A new monthly column that discusses current and not so current research about lesbians and bisexual women
When I am not being an editor for eurOut I actually spend my time in academia, which includes conducting scientific research. This is not just a day job, but it is also a passion. I have always been interested in research, and for a while now I was looking for an excuse to explore some more the vast amount of research that has been conducted about lesbians and bisexual women.
Then I thought some of you might also be interested in learning more about what science (read: mostly social science) has to say about queer women. Hence, a new column was born. Every month I will be focusing on a different study or area of research that has tried to figure out just how we lesbian and bisexual women work. This time I’m just giving you an overview of what kind of things you can expect.
On eurOut we have already paid some attention to some of the scientific research that has been conducted on LGBT issues, including a Dutch study into acceptance of homosexuality in sports, happiness of kids in Rainbow families in Germany and in Denmark, and the psychological and physical health of Dutch lesbians.
Some of the topics I want to cover in upcoming columns, include research on sexual identity and especially how it relates to everyday social activities and interaction. There’s also some interesting studies on the influence of the media on lesbians and bisexual women. For example, our lovely vlogger Saskia wrote her Master thesis on the influence of the L word on the identity of Dutch lesbians (Look out for a discussion of that study next time).
A totally different area of interest is research into physical and psychological health of queer women. For example, prevalence of somatic and psychological disorders, as well as how we are treated and approached by health practitioners. One of the women whose research revolves around these topics is Dr. Julie Fish, who is also involved in the lesBian breast cancer studies we told you about recently. I’ll be telling you all about her other research soon.
Related to this topic are two very different fields, one is that of biology and neuroscience, where they have done research into possible homosexual genes, dominant sides of the brain, testosterone levels, left handedness, finger length and lots more studies like that that you’ve probably already heard of. I will look into them and tell you what they actually do know for sure and how much has just been exaggerated in the media.
Another field that’s filled with studies (and theories) about homosexuality is that of psychology. For many years now researchers and therapists have tried to figure out not just what and if something makes you gay, but also what it means to be a lesbian, your quality of life and how we (gays and straights) all could get along a little better.

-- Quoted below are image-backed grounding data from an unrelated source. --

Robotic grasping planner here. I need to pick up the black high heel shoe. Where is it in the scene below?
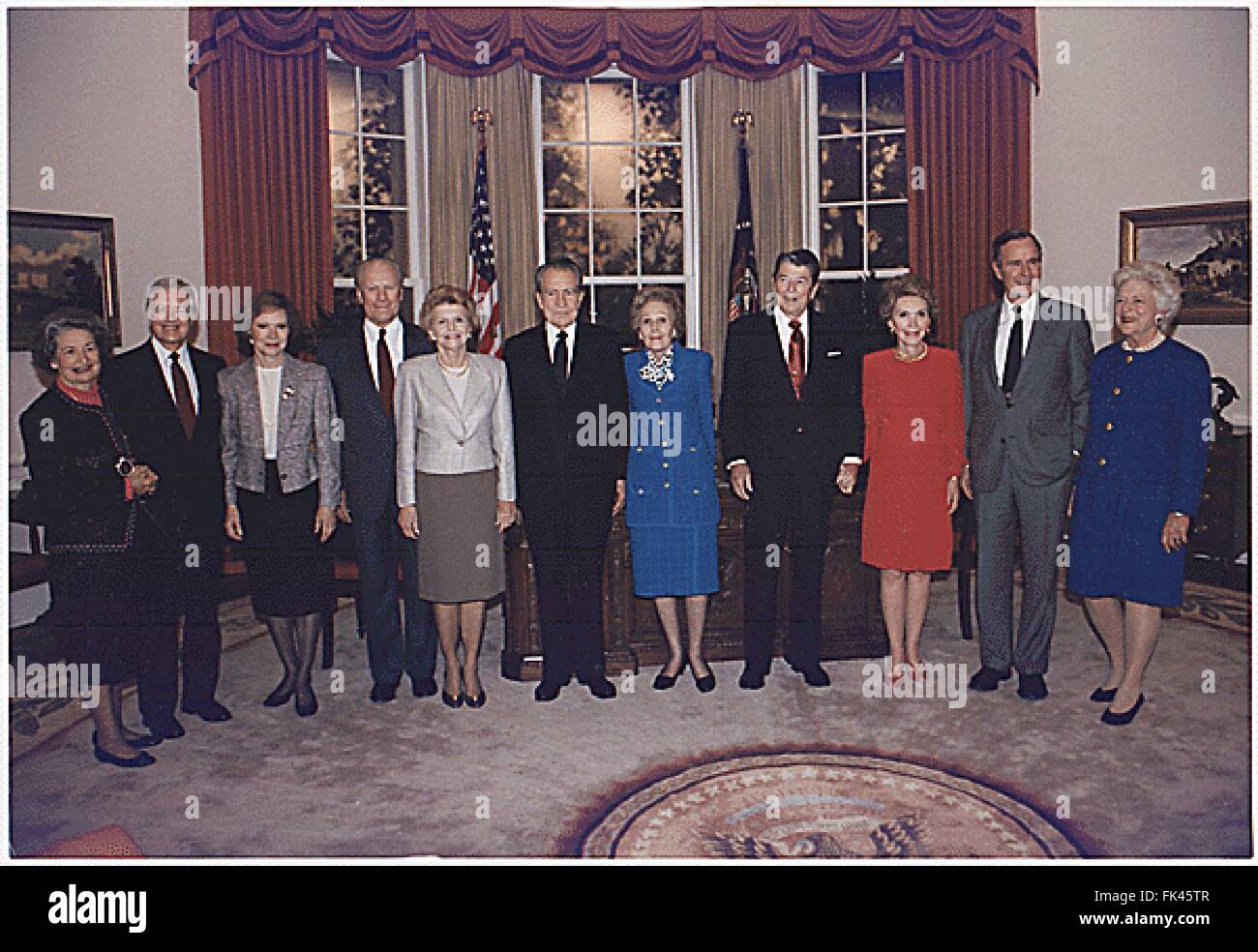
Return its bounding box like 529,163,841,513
650,658,686,691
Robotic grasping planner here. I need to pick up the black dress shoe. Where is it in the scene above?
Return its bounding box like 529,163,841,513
261,680,294,707
585,674,616,700
1101,695,1145,727
650,658,686,691
179,698,231,723
970,668,1010,691
410,678,436,698
145,718,188,741
738,668,764,691
1018,674,1048,700
92,734,158,767
372,682,398,704
533,680,563,703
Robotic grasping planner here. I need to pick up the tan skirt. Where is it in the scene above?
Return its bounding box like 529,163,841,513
414,469,506,603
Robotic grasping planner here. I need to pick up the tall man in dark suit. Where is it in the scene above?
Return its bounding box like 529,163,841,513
503,257,629,701
318,257,436,704
105,277,231,738
721,248,864,691
960,229,1092,700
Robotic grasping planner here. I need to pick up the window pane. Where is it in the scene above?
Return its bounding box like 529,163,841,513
327,59,359,132
817,73,860,135
546,215,590,265
821,207,864,272
542,146,588,209
594,214,638,276
542,79,585,142
368,211,410,267
592,284,638,347
362,137,406,205
638,83,682,142
638,146,682,209
590,146,637,209
868,134,909,198
590,79,633,142
819,138,864,202
865,66,905,130
869,202,909,268
332,209,362,278
362,69,406,135
641,211,686,274
328,134,359,205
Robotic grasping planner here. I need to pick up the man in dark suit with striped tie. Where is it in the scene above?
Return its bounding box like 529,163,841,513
105,277,231,738
318,257,436,704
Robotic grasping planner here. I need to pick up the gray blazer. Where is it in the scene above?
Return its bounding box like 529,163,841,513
960,297,1092,491
219,353,341,507
394,353,516,506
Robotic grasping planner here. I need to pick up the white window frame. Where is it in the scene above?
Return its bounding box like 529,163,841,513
324,50,432,300
800,54,909,281
532,67,704,347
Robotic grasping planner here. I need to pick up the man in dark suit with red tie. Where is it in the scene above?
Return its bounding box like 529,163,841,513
721,248,864,691
503,257,629,701
105,277,231,739
318,257,436,704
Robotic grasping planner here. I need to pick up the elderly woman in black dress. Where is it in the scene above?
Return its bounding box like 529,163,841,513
19,308,160,767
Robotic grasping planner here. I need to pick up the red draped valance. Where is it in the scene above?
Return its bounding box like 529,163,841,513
189,6,1039,84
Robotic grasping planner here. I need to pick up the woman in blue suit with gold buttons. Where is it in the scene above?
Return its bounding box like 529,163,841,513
1066,261,1213,725
625,286,721,693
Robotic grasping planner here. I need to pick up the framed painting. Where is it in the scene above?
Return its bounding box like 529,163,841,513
9,211,122,352
1119,201,1250,324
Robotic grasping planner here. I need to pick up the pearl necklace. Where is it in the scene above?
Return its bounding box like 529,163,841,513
896,343,930,364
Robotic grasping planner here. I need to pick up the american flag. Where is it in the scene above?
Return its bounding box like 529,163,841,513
468,138,502,357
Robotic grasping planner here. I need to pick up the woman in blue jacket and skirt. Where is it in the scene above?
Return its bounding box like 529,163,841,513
625,286,721,693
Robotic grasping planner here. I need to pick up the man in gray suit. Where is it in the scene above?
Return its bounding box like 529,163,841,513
961,229,1092,700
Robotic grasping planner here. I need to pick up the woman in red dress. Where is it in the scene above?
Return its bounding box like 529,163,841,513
860,274,965,683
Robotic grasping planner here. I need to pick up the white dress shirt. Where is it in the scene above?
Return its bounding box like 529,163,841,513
995,290,1039,385
148,337,201,412
546,320,580,376
362,317,406,390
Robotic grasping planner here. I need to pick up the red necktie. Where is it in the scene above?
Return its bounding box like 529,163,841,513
170,351,196,439
787,320,804,400
376,327,394,416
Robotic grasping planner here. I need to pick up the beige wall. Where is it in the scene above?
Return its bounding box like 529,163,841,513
9,3,205,482
1032,8,1252,424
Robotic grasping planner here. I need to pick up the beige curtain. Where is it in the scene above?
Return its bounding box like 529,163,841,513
693,69,804,393
428,66,537,337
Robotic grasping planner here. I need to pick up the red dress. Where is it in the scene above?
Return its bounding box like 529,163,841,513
860,347,965,572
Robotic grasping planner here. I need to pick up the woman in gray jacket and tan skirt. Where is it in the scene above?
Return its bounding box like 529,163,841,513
219,290,341,717
394,284,516,708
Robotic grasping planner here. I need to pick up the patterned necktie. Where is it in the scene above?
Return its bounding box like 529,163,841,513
1001,305,1022,396
376,327,394,416
554,331,567,396
787,320,804,400
170,351,196,439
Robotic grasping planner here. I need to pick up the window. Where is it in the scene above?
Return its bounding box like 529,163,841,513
533,72,699,345
804,60,909,313
327,54,427,314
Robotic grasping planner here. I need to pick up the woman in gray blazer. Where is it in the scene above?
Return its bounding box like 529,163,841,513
395,284,516,708
219,290,341,717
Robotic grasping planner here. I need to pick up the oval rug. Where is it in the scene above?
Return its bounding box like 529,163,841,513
578,752,1083,859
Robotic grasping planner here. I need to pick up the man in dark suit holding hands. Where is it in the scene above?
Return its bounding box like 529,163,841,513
960,229,1092,700
318,257,436,704
107,277,231,738
721,248,864,691
503,257,629,701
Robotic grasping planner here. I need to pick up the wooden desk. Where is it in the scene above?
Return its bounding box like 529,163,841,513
502,483,888,680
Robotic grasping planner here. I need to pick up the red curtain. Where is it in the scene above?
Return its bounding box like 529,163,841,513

There’s much more to it than that, but I will elaborate more when I get to my psychology issue of my column.
And finally, yes, there will be graphs ;-)
Are these the kind of research topics you would be interested or are there any other areas of research involving lesBian women that you would like to learn more about? Leave your suggestions in the comments and check back next month for the second edition of studying lesbians.
This post was first published on eurout.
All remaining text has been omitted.